Ma la formazione, di base e avanzata, dovrebbe essere co-progettata in dialogo costante con i territori, i datori di lavoro, le aziende e la società civile. Dovrebbe puntare di più alle competenze trasversali e cercare un giusto equilibrio tra teoria e pratica: la prima senza la seconda è un esercizio astratto e ideologico, la seconda senza la prima è un fare insensato e scontato.
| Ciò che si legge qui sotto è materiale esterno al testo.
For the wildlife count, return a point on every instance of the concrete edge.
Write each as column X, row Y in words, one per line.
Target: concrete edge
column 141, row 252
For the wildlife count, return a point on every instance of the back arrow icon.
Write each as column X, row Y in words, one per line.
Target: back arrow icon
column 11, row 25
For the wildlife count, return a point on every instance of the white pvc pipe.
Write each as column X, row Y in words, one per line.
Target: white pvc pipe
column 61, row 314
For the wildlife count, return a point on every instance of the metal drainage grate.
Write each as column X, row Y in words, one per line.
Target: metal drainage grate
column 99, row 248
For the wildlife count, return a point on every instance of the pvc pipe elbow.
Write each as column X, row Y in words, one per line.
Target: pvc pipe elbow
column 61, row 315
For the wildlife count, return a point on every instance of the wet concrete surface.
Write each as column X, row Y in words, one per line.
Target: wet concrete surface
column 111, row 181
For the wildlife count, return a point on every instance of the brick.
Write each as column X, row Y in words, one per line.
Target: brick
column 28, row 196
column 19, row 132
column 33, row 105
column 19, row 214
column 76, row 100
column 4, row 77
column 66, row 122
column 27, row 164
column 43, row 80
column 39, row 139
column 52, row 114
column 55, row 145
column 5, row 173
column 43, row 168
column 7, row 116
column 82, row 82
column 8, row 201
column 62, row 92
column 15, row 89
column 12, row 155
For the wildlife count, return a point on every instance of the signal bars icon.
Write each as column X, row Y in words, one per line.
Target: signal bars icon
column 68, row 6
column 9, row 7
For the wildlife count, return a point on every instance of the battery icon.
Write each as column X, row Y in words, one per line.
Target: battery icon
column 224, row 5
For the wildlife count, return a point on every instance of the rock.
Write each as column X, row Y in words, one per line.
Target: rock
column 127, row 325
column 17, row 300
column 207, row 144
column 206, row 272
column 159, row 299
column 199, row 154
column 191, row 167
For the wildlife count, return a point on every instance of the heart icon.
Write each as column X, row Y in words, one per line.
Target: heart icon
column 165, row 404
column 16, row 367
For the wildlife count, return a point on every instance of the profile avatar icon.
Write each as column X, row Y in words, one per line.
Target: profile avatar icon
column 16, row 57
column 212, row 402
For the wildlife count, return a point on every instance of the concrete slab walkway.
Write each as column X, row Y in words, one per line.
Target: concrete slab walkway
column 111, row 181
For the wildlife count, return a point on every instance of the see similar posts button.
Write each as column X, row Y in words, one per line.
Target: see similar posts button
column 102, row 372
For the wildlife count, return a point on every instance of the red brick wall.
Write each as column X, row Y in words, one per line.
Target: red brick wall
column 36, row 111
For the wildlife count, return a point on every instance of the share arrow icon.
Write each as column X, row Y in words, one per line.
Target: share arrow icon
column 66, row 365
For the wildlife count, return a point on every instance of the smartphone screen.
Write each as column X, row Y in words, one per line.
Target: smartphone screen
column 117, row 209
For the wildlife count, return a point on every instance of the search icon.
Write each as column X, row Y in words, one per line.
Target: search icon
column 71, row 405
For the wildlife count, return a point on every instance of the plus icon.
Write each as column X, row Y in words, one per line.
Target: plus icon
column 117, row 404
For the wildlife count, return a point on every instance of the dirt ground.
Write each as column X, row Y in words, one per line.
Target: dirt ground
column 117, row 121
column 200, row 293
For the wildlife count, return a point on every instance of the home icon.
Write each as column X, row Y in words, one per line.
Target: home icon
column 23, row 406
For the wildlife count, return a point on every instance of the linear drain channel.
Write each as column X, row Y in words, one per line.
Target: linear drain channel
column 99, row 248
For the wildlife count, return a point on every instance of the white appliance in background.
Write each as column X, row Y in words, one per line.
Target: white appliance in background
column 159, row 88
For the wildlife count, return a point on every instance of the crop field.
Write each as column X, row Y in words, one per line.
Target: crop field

I benefici di questo dialogo potrebbe concretizzarsi nelle:

  • analisi dei fabbisogni formativi, che consiste nello studio delle esigenze e delle aspettative delle persone, delle imprese e del territorio, al fine di individuare le priorità e gli obiettivi della formazione;
  • la progettazione dei percorsi formativi, che consiste nella definizione dei contenuti, delle metodologie, delle modalità, dei tempi e dei luoghi della formazione, in coerenza con i fabbisogni formativi dei professionali di riferimento;
  • la realizzazione dei percorsi formativi, che consiste nell’erogazione delle attività formative, sia teoriche che pratiche, utilizzando le risorse e le strutture disponibili, sia in presenza che a distanza;
  • la valutazione dei percorsi formativi, che consiste nel monitoraggio e nella verifica degli esiti e degli impatti della formazione, sia in termini di apprendimento che di inserimento o progressione lavorativa;

Lo squilibrio, inteso come discrepanza tra hard e soft skills ricercate dai datori di lavoro e le competenze e abilità effettivamente possedute dai candidati, non riguarda però solo le aree professionali basiche ma connota anche le area dei manager e dei dirigenti. La difficoltà di reperimento di figure dirigenziali in Italia, secondo le elaborazioni dell’Osservatorio 4.Manager su dati Anpal, nel 2023 ha riguardato quasi sette imprese su dieci. L’innovazione tecnologica e digitale, il cambiamento climatico, la crisi energetica, la pandemia prima e i conflitti poi, e ancora la domanda di flessibilità delle persone hanno innescato una profonda trasformazione dei modelli organizzativi e formativi.

Come è noto l’industria 4.0 è un processo che scaturisce dalla quarta rivoluzione industriale e che indirizzerà le politiche industriali ed energetiche ad essere automatizzate e interconnesse. Per questo abbiamo bisogno di un nuovo paradigma formativo che crei quelle nuove figure di cui vi è bisogno per far fronte alle richieste del mercato e rafforzi, contemporaneamente, le competenze dei profili più senior. La scuola, l’università e le reti del mondo del lavoro dovrebbero unirsi per aggiornare e rafforzare il nostro sistema formativo. Solo in questo modo potremo aumentare la competitività del nostro Paese. E forse così si potrebbe arrivare lì dove la politica fino a oggi non ha saputo portarci.